Runners participate in the 2015 Veterans Day Half Marathon.
Michael Stout

Hundreds of runners were lined up with no place to go early Saturday morning when the Santa Barbara Veterans Day Half Marathon was canceled 45 minutes after it was supposed to start.

Police officers assigned to the race determined that it was unsafe to proceed because hardly any volunteers were deployed to monitor the 13.1-mile course along the waterfront into the Mesa.

“It’s on me,” race director June Snow said in an interview on KEYT. She confessed that rustling up volunteers was a task she put off and ultimately failed to accomplish.

Snow issued an apology on the event’s Facebook page, but that did little to mollify the people who paid $100 entry fees to participate in an organized run. Having incurred expenses to put on the race, Snow could not promise their fees would be refunded.

“I know I won’t see a dime of refund,” wrote a runner from Arizona. “I spent a lot of money for lodging, gas and food. … Unless a reputable race company takes this over, I see the end of this race!”

Bill Rupp, a longtime volunteer at road races in the area, showed up Saturday morning, expecting to help distribute food at the finish line. “There was no food there,” he said. He went to the Mesa and found that key intersections were unmanned. “My heart dropped,” he said. “This is a real black mark on Santa Barbara.”

At 7 a.m., Beverley Lewis was supposed to fire her starter’s pistol at Chase Palm Park, the start/finish line. While some 500 runners bunched up, the start was put on hold. At 8:45, Lewis was informed the run was canceled.

“Here I am in a red blazer,” she said. “Everybody was furious. I had to be the one to say I’m terribly sorry.”

As many as half of the field decided to run the course on their own, without receiving official times or medals. “An aid station on Elise Way ran out of water and had to get more from Lazy Acres,” Rupp said.

The first Veterans Day Half Marathon was staged in 2010 as a companion race to the Santa Barbara International Marathon. The event’s codirectors were Rusty and June Snow, former distance runners at Brandeis University in Massachusetts, who had moved to Santa Barbara six years previously. The two runs drew over 5,000 entries at their peak in 2012.

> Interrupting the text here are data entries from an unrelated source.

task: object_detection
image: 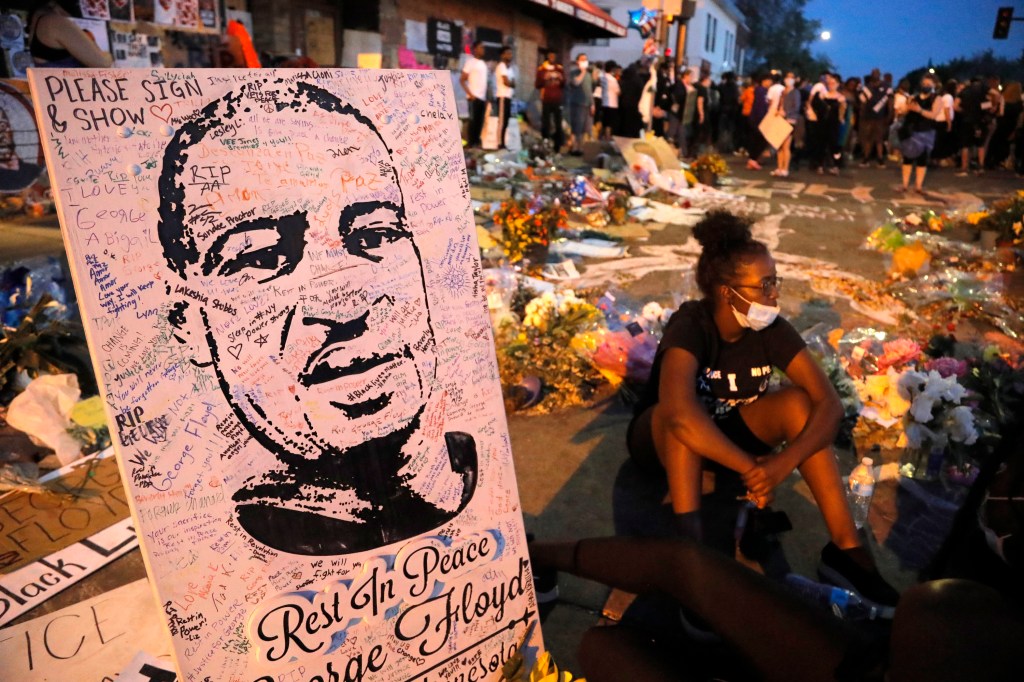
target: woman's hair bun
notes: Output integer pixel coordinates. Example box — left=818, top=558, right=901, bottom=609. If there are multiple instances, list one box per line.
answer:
left=693, top=209, right=753, bottom=255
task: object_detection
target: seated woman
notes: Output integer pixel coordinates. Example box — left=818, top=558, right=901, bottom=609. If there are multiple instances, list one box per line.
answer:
left=529, top=538, right=1024, bottom=682
left=627, top=211, right=898, bottom=605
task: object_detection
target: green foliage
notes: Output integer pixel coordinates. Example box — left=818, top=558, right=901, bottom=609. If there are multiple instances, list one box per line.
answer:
left=736, top=0, right=834, bottom=79
left=906, top=50, right=1024, bottom=87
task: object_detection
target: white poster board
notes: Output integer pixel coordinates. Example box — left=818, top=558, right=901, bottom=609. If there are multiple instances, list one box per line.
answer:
left=30, top=70, right=541, bottom=682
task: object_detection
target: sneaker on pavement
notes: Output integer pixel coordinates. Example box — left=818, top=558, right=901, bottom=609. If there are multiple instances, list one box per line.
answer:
left=818, top=543, right=899, bottom=607
left=534, top=568, right=558, bottom=604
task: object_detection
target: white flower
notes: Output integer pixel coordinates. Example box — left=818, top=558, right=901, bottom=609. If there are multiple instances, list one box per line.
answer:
left=640, top=301, right=665, bottom=324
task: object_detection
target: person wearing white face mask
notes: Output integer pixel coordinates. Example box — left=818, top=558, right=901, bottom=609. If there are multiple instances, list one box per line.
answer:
left=627, top=211, right=898, bottom=605
left=769, top=72, right=801, bottom=177
left=565, top=53, right=594, bottom=156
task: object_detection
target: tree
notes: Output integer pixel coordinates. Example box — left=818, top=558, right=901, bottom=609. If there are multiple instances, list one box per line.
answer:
left=736, top=0, right=834, bottom=78
left=906, top=50, right=1024, bottom=86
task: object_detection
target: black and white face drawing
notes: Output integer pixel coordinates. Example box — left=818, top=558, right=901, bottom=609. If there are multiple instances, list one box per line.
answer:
left=159, top=79, right=477, bottom=555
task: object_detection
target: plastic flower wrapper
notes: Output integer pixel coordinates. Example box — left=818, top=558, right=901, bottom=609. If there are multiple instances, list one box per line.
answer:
left=596, top=289, right=643, bottom=330
left=565, top=175, right=606, bottom=213
left=877, top=338, right=921, bottom=370
left=838, top=327, right=886, bottom=379
left=866, top=222, right=907, bottom=253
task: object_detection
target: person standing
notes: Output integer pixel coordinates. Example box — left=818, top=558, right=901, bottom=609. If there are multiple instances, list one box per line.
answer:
left=900, top=74, right=943, bottom=194
left=618, top=61, right=647, bottom=137
left=672, top=69, right=697, bottom=159
left=717, top=71, right=739, bottom=154
left=807, top=74, right=846, bottom=175
left=29, top=0, right=114, bottom=69
left=495, top=46, right=516, bottom=150
left=535, top=50, right=565, bottom=153
left=857, top=74, right=893, bottom=168
left=459, top=40, right=487, bottom=147
left=746, top=74, right=771, bottom=170
left=565, top=52, right=594, bottom=157
left=769, top=72, right=802, bottom=177
left=601, top=61, right=623, bottom=139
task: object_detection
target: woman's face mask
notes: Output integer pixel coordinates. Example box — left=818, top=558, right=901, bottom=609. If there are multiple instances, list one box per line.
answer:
left=729, top=287, right=781, bottom=332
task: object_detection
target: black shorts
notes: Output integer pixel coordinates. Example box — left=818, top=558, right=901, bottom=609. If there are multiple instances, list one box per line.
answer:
left=626, top=408, right=775, bottom=472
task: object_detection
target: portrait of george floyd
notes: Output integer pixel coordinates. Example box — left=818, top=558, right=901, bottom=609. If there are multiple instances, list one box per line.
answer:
left=158, top=82, right=478, bottom=555
left=29, top=69, right=543, bottom=682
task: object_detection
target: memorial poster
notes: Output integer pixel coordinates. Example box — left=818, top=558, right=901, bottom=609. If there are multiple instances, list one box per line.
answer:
left=30, top=70, right=541, bottom=682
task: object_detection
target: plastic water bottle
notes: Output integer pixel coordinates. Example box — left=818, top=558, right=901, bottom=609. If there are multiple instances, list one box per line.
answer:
left=847, top=457, right=874, bottom=528
left=785, top=573, right=880, bottom=621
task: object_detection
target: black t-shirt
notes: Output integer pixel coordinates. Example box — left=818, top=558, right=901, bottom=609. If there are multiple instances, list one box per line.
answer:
left=636, top=300, right=807, bottom=417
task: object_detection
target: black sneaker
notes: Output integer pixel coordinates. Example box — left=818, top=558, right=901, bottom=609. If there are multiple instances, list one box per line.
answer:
left=534, top=568, right=558, bottom=604
left=818, top=543, right=899, bottom=606
left=526, top=532, right=558, bottom=604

There were some complaints in 2014, when promised medals were not awarded, and serious trouble arrived in 2015, when the full marathon was canceled with only three weeks’ notice because of diminishing participation. Those who entered the longer run are reportedly still awaiting refunds.

June Snow took over the half marathon after she and her husband were separated. The 2016 Veterans Day race was plagued by problems, including runners being directed off course and missing medals.

Snow, going by her maiden name June Parks, promised that she was “bringing the popular South Coast tradition ‘back on its feet’” this year, but her best intentions dissolved into a fiasco Saturday.